In many ways, his attraction to the Men’s Shelter also illustrates this tension, and that internal conflict came to a head in a Vancouver International Airport food court. Milad was applying for jobs and considering his options — A&W being one — but something about the secular offerings just didn’t feel right.
“I was just sitting there asking God if this was really where I was supposed to be,” he said. “I prayed and told myself I’d apply to a few other jobs when I got home, and if anything came up, I’d take that as a sign.”
The shelter job, still posted a year later, was the first listing he revisited. This time, he applied.
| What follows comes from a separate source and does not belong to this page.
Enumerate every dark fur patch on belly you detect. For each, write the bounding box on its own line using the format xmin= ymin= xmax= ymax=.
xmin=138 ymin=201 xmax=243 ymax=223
He was nearly hired on the spot.
A convert from Protestantism, Milad’s path into the Church began years earlier while studying biblical studies at Trinity Western University in Langley.
“One of the big things for me was realizing that it wasn’t the Bible that assembled itself — it was the Church that gave us the canon,” he said. “That really highlighted the authority of tradition, and the Catholic Church holds that tradition in a way that’s deeply rooted.”
He says at first he was a “closet Catholic.” Drawn to Catholicism’s mysticism, devotional life, and broad vision of vocation, Milad began attending Mass with his girlfriend, a convert from Islam. The two eventually entered the Church together.
“There’s a richness in Catholicism that I never found in my previous tradition,” he said. “It’s deeply intellectual, but also deeply practical. It gives you a place to offer your life in service.”
That offering of service is reflected in his new job. “I always liked helping people — whether that was staff or guests in the restaurant world,” he said. “But here, I get to do that in a way that’s about restoring dignity and hope. That’s the Christian call.”
Milad sees the shelter’s mission as more than simply providing beds and meals. In terms of Catholic social teaching, it is recognizing the dignity of the human person. “The shelter is more than a place to sleep,” he said. “It’s a place where men can begin again.”
Milad wants to build on that foundation, saying “I also see how much more it could become.”
Although the shelter currently provides essential services such as hot meals, showers, a safe bed, and up to 90 days of shelter, Milad hopes to grow its “gateway services” — those supports that help men transition into stable housing, recovery programs, and employment.
Some plans are still just plans. “We do the essentials really well,” he said. “But a lot of the referrals we make are external (detox, job training, housing supports). I’d love to bring more of those in-house.”
His first major change has been to reduce initial stays to 30 days, but offer 30-day extensions tied to progress on personal goals like employment, sobriety, or housing applications. “It’s about creating momentum and accountability,” he said. “If someone’s showing initiative, we walk with them. We don’t cut them off at 90 days just because the clock ran out.”
For now, Milad is two months into the role and energized by what he sees. “Some of the men won’t get off the street — their mental health or addiction issues are too severe. But that doesn’t mean they don’t deserve dignity. We shelter them, we love them, we walk with them. That’s our job.”
Others, however, just need someone to believe in them and walk with them a little farther than most feel capable of.
“It’s hard work. It’s messy, but it’s sacred,” Milad said. “This place is a seed, and I think with God’s help it can grow into something even more beautiful.”